Life Shift - 4 Share Your Humanity

November 4, 2020

Between the extreme positions of being bum and hero lies the middle ground of being simply human. People comfortable with being in the middle are free from the over-powering effects of depression (never good enough) on one side and anxiety (needs for perfection) on the other side of the self-esteem continuum. This short essay will provide you guidelines for how to share your humanity with others. The lesson starts with the need to laugh at ourselves...for "we are all Bozo’s" on this bus called life on planet earth.


Dr. Brene Brown is a Social Work Research Professor at the University of Houston. In 2012 she wrote the New York Times #1 bestselling book Daring Greatly: How the Courage to be Vulnerable Transforms the Way We Live, Love, Parent, and Lead.  


Brown defines vulnerability as basically uncertainty, risk, and emotional exposure.
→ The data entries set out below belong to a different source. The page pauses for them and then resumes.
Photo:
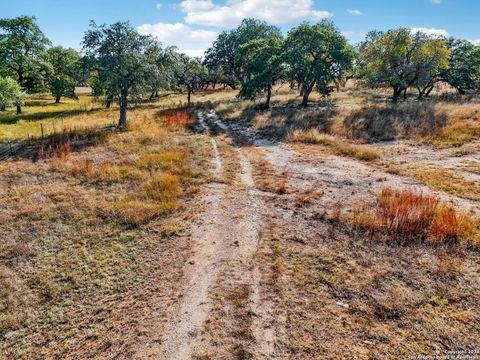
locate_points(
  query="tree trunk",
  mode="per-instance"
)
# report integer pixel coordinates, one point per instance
(269, 96)
(429, 91)
(306, 90)
(122, 121)
(396, 94)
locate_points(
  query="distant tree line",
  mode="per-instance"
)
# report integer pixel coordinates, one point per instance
(122, 66)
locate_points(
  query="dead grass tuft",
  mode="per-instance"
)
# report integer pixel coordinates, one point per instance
(163, 187)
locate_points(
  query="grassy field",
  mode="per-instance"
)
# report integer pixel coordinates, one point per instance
(82, 220)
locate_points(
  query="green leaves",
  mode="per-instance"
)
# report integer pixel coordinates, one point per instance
(317, 55)
(463, 72)
(66, 72)
(401, 59)
(119, 56)
(22, 52)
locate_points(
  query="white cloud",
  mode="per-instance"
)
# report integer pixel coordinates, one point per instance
(192, 42)
(354, 12)
(194, 52)
(231, 14)
(196, 5)
(430, 31)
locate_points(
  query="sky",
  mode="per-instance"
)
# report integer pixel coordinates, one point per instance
(192, 25)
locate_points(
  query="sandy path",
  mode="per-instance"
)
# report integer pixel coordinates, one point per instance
(225, 234)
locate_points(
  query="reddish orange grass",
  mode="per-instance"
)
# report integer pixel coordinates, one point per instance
(407, 216)
(177, 117)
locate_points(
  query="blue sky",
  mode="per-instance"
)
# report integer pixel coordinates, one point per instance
(193, 24)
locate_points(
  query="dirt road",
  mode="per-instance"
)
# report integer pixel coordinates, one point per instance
(227, 305)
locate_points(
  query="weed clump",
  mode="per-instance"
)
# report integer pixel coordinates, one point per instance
(407, 216)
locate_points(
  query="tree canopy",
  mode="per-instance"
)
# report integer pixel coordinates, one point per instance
(118, 54)
(400, 59)
(317, 55)
(463, 72)
(10, 93)
(66, 72)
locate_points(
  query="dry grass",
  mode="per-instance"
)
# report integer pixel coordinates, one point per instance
(79, 233)
(406, 217)
(338, 146)
(445, 180)
(266, 177)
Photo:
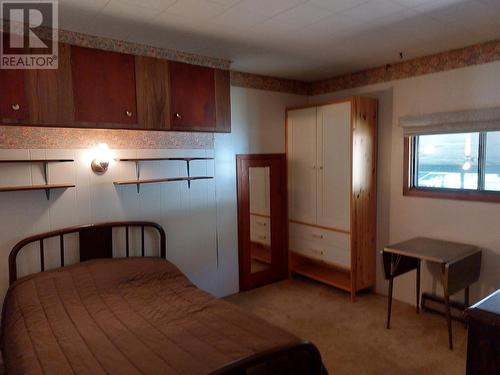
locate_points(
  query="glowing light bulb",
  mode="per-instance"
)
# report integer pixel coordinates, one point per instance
(102, 158)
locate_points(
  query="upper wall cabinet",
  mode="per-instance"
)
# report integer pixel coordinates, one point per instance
(13, 104)
(199, 98)
(49, 92)
(153, 93)
(193, 97)
(104, 87)
(101, 89)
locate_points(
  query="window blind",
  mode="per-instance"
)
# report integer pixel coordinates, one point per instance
(476, 120)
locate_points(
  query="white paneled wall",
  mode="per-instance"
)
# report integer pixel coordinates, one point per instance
(188, 215)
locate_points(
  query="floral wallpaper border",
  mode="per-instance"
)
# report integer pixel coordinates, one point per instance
(255, 81)
(459, 58)
(108, 44)
(21, 137)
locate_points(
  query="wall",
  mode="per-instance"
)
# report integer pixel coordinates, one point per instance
(402, 217)
(258, 126)
(200, 222)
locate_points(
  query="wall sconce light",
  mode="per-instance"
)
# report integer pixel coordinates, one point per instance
(102, 158)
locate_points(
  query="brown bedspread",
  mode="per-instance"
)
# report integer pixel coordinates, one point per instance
(125, 316)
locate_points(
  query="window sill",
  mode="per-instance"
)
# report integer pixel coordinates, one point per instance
(465, 195)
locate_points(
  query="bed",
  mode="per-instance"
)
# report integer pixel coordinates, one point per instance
(133, 315)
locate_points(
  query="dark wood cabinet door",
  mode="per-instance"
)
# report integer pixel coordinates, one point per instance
(192, 97)
(50, 92)
(13, 104)
(153, 100)
(104, 87)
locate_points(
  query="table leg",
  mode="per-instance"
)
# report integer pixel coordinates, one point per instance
(391, 283)
(447, 306)
(466, 303)
(418, 286)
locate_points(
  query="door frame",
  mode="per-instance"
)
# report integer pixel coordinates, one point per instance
(279, 219)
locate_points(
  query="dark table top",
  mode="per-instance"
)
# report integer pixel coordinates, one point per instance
(486, 310)
(432, 250)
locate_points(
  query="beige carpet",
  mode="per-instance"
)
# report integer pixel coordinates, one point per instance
(352, 337)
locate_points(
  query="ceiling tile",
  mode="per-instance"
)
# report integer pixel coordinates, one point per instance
(302, 15)
(374, 9)
(225, 2)
(301, 39)
(268, 8)
(338, 5)
(196, 9)
(122, 10)
(237, 19)
(158, 5)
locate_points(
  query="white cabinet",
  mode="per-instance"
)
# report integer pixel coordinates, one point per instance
(331, 153)
(318, 165)
(334, 167)
(259, 186)
(302, 171)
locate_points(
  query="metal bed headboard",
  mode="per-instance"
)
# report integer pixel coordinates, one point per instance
(96, 241)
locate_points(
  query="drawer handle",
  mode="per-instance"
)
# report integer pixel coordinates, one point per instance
(316, 251)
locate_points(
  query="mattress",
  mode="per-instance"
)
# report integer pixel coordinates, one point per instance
(126, 316)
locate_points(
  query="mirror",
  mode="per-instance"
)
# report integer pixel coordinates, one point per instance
(260, 218)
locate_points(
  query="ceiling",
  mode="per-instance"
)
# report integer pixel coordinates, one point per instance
(300, 39)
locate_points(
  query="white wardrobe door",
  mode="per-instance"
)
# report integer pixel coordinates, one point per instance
(302, 165)
(334, 161)
(259, 191)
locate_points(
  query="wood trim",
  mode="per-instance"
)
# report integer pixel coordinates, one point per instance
(364, 193)
(322, 262)
(260, 215)
(279, 219)
(319, 271)
(454, 194)
(222, 101)
(320, 227)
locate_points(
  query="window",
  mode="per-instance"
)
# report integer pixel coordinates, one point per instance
(459, 166)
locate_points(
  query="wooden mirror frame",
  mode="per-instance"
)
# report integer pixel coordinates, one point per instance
(279, 219)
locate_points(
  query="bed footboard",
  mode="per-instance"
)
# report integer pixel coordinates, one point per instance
(293, 359)
(95, 240)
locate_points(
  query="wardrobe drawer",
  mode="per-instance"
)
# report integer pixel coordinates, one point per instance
(260, 230)
(318, 234)
(260, 237)
(260, 222)
(327, 246)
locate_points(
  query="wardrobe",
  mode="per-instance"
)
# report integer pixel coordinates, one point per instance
(331, 165)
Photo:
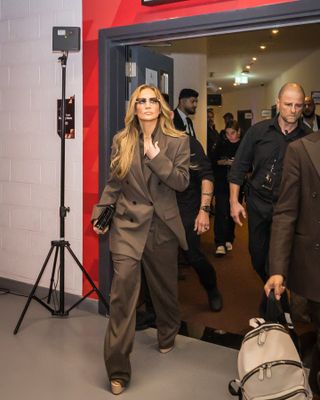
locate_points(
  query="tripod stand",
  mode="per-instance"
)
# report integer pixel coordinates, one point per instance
(60, 245)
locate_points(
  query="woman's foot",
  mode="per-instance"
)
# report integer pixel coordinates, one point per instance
(166, 350)
(220, 251)
(117, 386)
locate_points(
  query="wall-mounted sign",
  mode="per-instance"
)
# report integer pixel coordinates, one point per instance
(69, 118)
(157, 2)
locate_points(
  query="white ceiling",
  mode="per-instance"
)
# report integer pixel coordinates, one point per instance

In her book and lectures, Brown shares insight into her own journey of being afraid to risk being not having all the answers. She goes to share how her inability to lean into the discomfort of vulnerability limited the fullness of those important experiences that are wrought with uncertainty: love, belonging, trust, joy, and creativity.  


Dr. Brown uses a speech by Theodore Roosevelt delivered in Paris France in 1910 as the essence of her suggestions on the steps to daring greatly. The speech, sometimes referred to as "The Man in the Arena", credits the man in the arena as the real strong person to be admired. The speech's famous line clarifies the bravest of persons is "whose face is marred by dust and sweat and blood; who strives valiantly...who at best knows the triumph of high achievement and who at the worst, if he fails, at least fails while daring greatly." To be a critic of others is not the person who counts. It's the person who best knows the necessity of both victory and defeat for showing up each day in the arena of life that defines vulnerability. 


Your focus for today is to give thought to how you want to show up knowing you will have victories and defeats along the way. And yes, there will be critics in the crowd who will make fun of you when once in a while when you stumble or fall.  


So, you might as well laugh at yourself and enjoy being silly when it is appropriate to fool around. Theodore Roosevelt a century ago encouraged everyday people to be brave and to embrace their humanity. For the intellectuals in Paris, Europe, and back in the United States, Teddy reminds all of us that the truly great individual is the one comfortable enough to be vulnerable and risk failing. Those that show up, knowing there will be highs and lows, and people laughing at us, were the ones to be respected and admired.